Design Trifecta 360 Knife Block

Admittedly expensive, this handsome block certainly seemed to live up to its billing as “the last knife block you ever have to buy.” The heaviest model in our testing, this block was ultrastable, and its durable bamboo exterior was a breeze to clean. Well-placed medium-strength magnets made it easy to attach all our knives, and a rotating base gave us quick access to them. One tiny quibble: The blade of our 12-inch slicing knife stuck out a little.


Schmidt Brothers Downtown Block

This roomy block completely sheathed our entire winning knife set using just one of its two sides—and quite securely, thanks to long, medium-strength magnet bars. Heavy, with a grippy base, this block was very stable. An acrylic guard made this model extra-safe but also made it a little trickier to insert knives and to clean; the wood block itself showed some minor cosmetic scratching during use.


Schmidt Brothers Midtown Block

This smaller version of the Downtown Block secured all our knives nicely, though the blade of the slicing knife stuck out a bit. With a base lined with grippy material, this block was very stable. An acrylic guard afforded extra protection against contact with blades but made it a little harder to insert knives and to clean; the wood itself got a little scratched during use.

Recommended with Reservations

Swissmar Bamboo Magnetic Knife Block

This small, scratch-resistant model had a stable, rubber-lined base and could hold all our knives, though the blade of the 12-inch slicing knife stuck out a bit. But inch-long gaps between its small magnets made coverage uneven and forced us to find the magnetic hot spots in order to secure the knives. Its acrylic guard made it safer to use but harder to insert knives and to clean.

Not Recommended

Messermeister Walnut Magnet Block

This handsome block was done in by its shape—a tippy, top-heavy quarter-circle that wasn’t tall or broad enough to keep the blades of three knives from poking out. It lacked a nonslip base, and its extra-strong magnets made it unnerving to attach or remove our heavy cleaver. Finally, it got a bit scratched after extensive use.

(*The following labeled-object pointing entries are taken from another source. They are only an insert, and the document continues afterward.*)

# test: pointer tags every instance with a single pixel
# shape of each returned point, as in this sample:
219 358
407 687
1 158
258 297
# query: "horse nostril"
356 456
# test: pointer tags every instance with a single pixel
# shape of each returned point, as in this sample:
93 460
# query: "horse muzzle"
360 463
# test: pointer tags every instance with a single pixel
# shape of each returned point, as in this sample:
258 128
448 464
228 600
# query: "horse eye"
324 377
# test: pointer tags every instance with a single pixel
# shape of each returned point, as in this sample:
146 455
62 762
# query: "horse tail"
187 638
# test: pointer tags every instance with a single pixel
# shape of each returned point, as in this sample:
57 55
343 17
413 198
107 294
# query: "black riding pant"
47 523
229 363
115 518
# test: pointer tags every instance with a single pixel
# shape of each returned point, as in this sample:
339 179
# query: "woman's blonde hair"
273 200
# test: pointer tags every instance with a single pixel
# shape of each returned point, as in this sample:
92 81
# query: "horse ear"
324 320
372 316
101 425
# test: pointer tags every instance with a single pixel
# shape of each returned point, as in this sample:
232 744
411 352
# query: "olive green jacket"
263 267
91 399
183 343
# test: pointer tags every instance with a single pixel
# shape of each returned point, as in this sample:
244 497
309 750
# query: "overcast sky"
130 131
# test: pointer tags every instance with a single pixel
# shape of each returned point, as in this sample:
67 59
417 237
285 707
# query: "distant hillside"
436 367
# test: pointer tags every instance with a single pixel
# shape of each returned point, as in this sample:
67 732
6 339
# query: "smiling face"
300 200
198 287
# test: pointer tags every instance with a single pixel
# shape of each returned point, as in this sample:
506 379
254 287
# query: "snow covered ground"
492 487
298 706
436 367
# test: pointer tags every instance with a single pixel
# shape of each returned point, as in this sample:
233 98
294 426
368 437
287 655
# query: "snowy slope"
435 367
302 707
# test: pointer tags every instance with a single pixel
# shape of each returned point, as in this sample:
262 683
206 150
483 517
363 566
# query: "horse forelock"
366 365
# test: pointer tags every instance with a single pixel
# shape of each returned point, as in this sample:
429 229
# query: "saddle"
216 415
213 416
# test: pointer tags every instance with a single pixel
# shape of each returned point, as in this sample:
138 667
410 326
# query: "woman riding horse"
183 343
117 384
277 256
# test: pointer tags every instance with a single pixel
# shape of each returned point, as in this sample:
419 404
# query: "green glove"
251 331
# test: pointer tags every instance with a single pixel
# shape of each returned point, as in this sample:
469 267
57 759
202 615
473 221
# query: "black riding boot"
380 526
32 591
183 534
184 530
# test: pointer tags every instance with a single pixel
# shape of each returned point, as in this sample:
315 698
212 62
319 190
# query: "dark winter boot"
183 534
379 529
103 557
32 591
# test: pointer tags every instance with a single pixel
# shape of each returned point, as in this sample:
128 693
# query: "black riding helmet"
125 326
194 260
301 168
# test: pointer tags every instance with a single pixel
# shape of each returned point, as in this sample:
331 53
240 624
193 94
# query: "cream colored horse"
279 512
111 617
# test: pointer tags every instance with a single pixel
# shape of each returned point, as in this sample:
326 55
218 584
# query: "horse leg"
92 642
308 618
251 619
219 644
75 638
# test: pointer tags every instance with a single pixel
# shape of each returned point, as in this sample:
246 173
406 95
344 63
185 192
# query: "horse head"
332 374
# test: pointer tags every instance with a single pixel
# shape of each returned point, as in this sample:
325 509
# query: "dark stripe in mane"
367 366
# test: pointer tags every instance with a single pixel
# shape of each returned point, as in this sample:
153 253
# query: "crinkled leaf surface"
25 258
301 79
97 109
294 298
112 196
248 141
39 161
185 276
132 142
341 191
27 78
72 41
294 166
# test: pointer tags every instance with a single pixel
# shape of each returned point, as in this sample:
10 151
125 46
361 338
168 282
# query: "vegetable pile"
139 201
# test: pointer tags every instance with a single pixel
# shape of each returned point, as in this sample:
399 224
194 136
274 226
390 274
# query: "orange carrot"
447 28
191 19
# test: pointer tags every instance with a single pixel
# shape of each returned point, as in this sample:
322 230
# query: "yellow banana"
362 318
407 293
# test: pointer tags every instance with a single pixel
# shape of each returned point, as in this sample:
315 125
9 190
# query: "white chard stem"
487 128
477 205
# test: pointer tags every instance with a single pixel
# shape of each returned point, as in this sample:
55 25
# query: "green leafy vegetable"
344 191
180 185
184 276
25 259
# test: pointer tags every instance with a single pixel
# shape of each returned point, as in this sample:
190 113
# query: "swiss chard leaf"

Epicurean Standing Knife Rack 12"

This magnetic block sheathed all our knives completely, though with a bit of crowding. But it was hard to insert each knife without hitting the block’s decorative slats on way down, and because the block was light and narrow, it wobbled when bumped. Worse, we couldn’t take it apart, so splatters that hit the interior were there to stay. Additionally, the outside stained easily, and when we wiped it down, the unit smelled like wet dog.


Kapoosh Rondelle Knife Block

This model stabilized knives with a mass of stiff, spaghetti-like bristles that shed and nicked easily after extensive use, covering our knives with plastic debris. While all our knives fit securely, several of the blades stuck out, making this unit feel less safe overall. Finally, though the bristles could be removed and cleaned in the dishwasher, their nooks and crannies made this block hard to wash by hand.


Kuhn Rikon Vision Knife Block, Clear

This plastic block required us to aim each knife into the folds of an accordion-pleated insert that was removable for easy cleaning but got nicked easily with repeated use. Because we could only insert the knives vertically, longer knife blades stuck out; a cleaver was too wide to fit. The lightest model in our lineup, this block was dangerously top-heavy when loaded with knives.